When will be used <! - [if! IE]>?
I pondered this question last night, debugging some things in IE7, when I typed <!--[if IE7]>... it seemed to me that I saw <!--[if !IE]> .
Now I understand that, as far as I understand, only IE recognizes these conditional comments, therefore, to say if NOT IE does not make sense, IE sees this and says "Iam IE, so this does not apply to me?" or are people confused with which browsers can recognize it?
So my question.
Where would you use <!--[if !IE]> and what is its purpose?
AFAIK, other browsers treat conditional comments as comment blocks (i.e. they are not parsed at all). Thus, such a comment will do something (that is, Include the CSS file) in something EXCEPT Internet Explorer (so this is the opposite of conditional comments [if IE] ). Add all your CSS to such comments and see how IE: P behaves.
[EDIT]
OK, I just checked. This is really stupid. Since the <style> is in CC, other browsers donโt parse it at all, so it doesnโt actually turn on at all. IE really interprets this as "yeah, I'm IE, so I need to skip this." The only reasonable explanation I can think of is that Microsoft assumes that at some point other browsers might start analyzing conditional comments.

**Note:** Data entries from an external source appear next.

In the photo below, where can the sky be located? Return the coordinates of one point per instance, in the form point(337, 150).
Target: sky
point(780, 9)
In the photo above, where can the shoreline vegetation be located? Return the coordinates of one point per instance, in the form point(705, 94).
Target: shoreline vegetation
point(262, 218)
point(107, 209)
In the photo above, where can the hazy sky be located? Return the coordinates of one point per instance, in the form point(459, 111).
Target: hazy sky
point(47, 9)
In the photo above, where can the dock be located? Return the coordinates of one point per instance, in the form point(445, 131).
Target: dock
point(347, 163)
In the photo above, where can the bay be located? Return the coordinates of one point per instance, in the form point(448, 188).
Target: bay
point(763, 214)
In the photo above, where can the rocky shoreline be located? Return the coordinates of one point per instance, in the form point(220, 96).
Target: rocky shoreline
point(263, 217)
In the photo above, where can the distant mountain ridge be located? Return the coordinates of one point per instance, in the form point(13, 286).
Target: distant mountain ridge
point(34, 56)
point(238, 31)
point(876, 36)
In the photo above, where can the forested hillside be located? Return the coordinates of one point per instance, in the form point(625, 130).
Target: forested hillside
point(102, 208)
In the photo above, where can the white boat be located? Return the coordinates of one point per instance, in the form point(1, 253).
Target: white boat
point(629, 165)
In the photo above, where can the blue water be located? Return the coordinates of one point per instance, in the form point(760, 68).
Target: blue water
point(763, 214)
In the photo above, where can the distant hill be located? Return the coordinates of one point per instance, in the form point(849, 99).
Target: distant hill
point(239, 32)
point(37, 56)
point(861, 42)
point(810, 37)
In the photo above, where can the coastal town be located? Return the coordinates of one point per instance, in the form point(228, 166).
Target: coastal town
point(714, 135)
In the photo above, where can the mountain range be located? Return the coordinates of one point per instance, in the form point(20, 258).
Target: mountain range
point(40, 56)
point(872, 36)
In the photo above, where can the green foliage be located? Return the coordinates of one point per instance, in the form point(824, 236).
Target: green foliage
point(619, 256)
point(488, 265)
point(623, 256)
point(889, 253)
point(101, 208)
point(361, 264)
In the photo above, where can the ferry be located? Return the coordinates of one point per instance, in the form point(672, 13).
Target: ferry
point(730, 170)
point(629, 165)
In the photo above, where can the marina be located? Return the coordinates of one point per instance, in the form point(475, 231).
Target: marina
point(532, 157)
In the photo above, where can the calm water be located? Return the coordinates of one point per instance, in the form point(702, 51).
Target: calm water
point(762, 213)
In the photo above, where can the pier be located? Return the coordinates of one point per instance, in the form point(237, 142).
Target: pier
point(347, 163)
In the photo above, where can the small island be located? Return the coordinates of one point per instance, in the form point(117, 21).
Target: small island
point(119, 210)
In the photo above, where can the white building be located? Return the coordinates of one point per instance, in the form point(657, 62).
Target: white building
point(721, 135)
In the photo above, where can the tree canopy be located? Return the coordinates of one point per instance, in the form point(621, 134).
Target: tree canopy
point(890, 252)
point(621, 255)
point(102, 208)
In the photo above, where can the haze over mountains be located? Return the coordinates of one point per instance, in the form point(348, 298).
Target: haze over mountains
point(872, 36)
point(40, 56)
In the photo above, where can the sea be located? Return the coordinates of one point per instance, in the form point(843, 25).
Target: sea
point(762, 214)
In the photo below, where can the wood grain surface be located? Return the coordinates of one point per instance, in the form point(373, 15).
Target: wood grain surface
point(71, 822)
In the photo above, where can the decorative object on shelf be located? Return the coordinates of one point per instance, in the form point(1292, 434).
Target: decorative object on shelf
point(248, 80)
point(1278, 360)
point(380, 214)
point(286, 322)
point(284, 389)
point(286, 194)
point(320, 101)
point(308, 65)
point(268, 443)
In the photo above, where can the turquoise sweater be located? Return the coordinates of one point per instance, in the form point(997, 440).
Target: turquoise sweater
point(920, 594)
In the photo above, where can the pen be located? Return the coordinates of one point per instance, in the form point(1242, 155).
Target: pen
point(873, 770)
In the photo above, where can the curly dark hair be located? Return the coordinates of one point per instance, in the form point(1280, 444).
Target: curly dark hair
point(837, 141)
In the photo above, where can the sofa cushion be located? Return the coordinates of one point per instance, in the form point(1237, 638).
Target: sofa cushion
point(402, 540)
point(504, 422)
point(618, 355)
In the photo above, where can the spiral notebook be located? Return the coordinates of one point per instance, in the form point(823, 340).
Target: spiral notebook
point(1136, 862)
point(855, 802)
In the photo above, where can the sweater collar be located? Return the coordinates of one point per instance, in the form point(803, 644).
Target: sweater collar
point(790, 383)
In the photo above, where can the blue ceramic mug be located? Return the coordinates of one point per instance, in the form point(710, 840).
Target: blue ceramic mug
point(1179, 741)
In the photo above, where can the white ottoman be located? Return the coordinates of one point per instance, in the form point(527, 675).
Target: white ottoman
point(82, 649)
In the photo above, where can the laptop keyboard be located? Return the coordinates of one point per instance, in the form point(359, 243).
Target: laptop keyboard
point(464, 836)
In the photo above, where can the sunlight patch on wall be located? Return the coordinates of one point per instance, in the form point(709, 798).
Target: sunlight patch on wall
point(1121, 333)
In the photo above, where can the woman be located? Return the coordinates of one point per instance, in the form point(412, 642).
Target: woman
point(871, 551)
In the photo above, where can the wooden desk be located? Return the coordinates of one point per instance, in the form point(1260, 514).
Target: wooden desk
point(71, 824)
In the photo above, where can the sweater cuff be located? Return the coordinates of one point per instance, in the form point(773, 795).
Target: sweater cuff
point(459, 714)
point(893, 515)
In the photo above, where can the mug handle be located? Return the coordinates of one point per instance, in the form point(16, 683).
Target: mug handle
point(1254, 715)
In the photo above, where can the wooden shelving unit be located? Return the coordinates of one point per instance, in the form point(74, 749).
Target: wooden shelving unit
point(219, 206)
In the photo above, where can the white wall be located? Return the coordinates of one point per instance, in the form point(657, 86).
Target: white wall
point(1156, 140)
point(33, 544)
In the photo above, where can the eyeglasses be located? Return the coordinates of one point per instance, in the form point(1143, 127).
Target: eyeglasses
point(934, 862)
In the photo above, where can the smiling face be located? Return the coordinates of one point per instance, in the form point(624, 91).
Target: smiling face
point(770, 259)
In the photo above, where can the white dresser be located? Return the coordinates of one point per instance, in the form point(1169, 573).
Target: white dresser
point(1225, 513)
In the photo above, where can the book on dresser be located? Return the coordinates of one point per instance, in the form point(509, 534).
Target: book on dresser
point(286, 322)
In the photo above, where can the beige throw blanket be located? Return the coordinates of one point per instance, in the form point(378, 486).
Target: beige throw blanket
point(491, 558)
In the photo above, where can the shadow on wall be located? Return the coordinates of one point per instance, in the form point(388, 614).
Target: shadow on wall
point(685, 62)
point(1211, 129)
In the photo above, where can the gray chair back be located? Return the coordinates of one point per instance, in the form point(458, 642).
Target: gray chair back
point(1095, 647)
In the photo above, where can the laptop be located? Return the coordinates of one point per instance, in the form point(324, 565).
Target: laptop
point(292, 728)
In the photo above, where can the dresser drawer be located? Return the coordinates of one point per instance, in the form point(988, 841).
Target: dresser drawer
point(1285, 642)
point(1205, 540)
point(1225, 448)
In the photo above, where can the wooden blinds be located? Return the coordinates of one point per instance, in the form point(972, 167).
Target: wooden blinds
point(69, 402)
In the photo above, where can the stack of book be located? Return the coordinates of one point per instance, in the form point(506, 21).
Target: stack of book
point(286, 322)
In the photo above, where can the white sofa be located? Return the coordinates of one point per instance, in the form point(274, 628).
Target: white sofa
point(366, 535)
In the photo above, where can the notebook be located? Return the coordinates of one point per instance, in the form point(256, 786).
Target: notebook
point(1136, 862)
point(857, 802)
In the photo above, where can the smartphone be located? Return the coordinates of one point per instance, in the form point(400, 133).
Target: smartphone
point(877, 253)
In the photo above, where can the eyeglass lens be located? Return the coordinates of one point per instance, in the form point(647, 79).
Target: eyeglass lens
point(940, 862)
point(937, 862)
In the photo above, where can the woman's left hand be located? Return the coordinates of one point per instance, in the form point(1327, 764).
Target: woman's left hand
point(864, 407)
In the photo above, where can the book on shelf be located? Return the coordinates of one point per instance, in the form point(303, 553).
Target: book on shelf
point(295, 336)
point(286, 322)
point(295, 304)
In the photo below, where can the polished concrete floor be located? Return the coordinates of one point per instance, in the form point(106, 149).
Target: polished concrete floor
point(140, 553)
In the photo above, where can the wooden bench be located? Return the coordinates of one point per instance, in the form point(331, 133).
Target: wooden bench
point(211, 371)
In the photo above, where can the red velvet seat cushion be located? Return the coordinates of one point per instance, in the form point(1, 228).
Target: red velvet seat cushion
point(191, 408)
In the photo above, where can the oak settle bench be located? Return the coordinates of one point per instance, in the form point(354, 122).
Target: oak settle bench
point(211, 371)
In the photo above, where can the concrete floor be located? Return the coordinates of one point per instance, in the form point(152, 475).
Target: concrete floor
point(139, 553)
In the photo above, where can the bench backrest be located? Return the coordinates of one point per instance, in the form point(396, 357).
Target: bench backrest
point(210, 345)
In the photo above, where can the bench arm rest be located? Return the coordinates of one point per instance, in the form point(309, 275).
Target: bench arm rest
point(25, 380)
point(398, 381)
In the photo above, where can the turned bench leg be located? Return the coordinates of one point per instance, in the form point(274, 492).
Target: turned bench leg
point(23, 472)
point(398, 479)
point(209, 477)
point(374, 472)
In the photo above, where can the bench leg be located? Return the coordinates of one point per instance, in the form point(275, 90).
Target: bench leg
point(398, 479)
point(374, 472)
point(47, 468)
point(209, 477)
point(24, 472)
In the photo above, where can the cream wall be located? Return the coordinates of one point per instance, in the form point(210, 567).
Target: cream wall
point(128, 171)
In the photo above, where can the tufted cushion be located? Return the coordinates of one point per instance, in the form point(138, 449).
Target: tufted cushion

You can use it with special synaxia:
<!--[if !(IE)]><!--> <html lang="en" class="no-js"> <!--<![endif]--> This means that IE ignores what is in between, but other browsers treat conditional comments as closed comments and interpret between them.
I would say that if you would like to run a script that works in any browser other than IE, since IE does not run it ...
To confirm your suspicion, it is useless to put it in HTML, since most or all browsers will ignore the contents of the comment block.
It is useful to use the negation operator if you want to exclude a specific version, for example, like <! - [if! (IE 6)]> will be parsed in all versions of IE (starting with IE5), but not in IE6.